I also needed to edit my Service
of Type: LoadBalancer
to have spec.externalTrafficPolicy: Local
. This affects evenness of load balancing a little, but was required for this to work and I didn’t particularly mind this downside at my scale.
Data Backups
I wanted something in place here to allow me to recover historic data in the two databases in the event of needing to recreate my cluster (or something going wrong with it). I use this cluster to experiment with Kubernetes features fairly regularly, so there’s a certain inevitability in this for me at least 🙈
The Clickhouse database rules out a cloud-hosted PaaS option like Cloud SQL. A further issue was that, as per this github discussion, an implementation choice in Plausible means the “standard” utility within Clickhouse can’t be used either ... 💩
Instead, I ran both databases inside Kubernetes, and used Velero to snapshot the disks periodically. This is far from perfect but sufficient for my needs — I can live with a gap in data in the event of catastrophe. Velero is neat in that it is k8s-native but can make use of object storage to snapshot the persistent disks (it’s great at backing up other k8s resources too, should you need that).
Velero is taking a snapshot of block storage whilst the disks are in use. This carries risk! At the small scale I’m using Plausible at, this is not as likely to be an issue, but if you’re expecting high load then it might be — you’ll definitely want to set up alerts for failed backups, and test this frequently … 😬
The setup of Velero is not part of my public github, but it is pretty easy to do to be honest — and their docs are good. You’ll need to create a storage bucket and configure the VoumeSnapshotLocation
and BackupStorageLocation
for that, as well as ensuring the credentials are available to the runtime(if on GKE, Workload Identity is a fantastic way to do this securely and with minimal configuration hassle).
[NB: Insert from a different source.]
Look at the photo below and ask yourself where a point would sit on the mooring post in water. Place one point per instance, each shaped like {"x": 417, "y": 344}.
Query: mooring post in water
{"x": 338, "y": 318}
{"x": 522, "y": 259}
My backup schedule specifically for Plausible looks like this:
---
apiVersion: velero.io/v1
kind: Schedule
metadata:
name: plausible-pv-backup
spec:
schedule: 0 */1 * * *
template:
includedResources:
- persistentvolumeclaims
- persistentvolumes
includeClusterResources: true
includedNamespaces:
- 'plausible'
ttl: 168h0m0s
As you can see, I’m not very sensitive about the freshness of the data here — snapshotting hourly is fine by me.
Restores rely on you setting up the Velero client and using a combination of the velero backup get
and velero restore create
commands to select and then restore the data, replacing the old disks (or creating new ones on your new cluster, if applicable).
Proxying the Request
Now then, decision time. Whether you do this or not is a bit of a moral choice. By disguising the Plausible tracking javascript like this, you are being a bit disingenuous with your users — although keep in mind that their code is respectful. Despite their approach, some browsers / browser extensions are sensitive enough to block the Plausible tracker, assuming it is just as naughty as the Google one. This technique helps you avoid that for more accurate analytics capture, if you’re ok with that.
In my case, the majority of my sites are served via NGINX, so the guidance here covers what I need. You can see one of my examples of this customisation here.
You then update your tracking code to point to /js/visits.js
instead, something like this:
<script defer data-api="/api/event" data-domain="yourwebsite.com" src="/js/visits.js"></script>
You could of course host the Javascript itself within your side code too (skipping the first location block) — although you still need to make sure the /api/event
calls are proxied on to your self-hosted Plausible instance to capture the visits. You’d also not pick up upgrades to the tracking code automatically if you did this.
Summary
I hope you found that run-through useful — I’ve been using it like this for around 6 months now without issue, for around half a dozen sites. I’ll be keeping my repo up to date with any tweaks I make along the way, so hopefully that will continue to prove a useful resource for anyone attempting to do what I have.
Oh, and if you work for a company looking to use Plausible, do consider their hosted option if you don’t need to keep the data on your own servers. It looks pretty sensibly priced to me, and helps them to keep improving their product!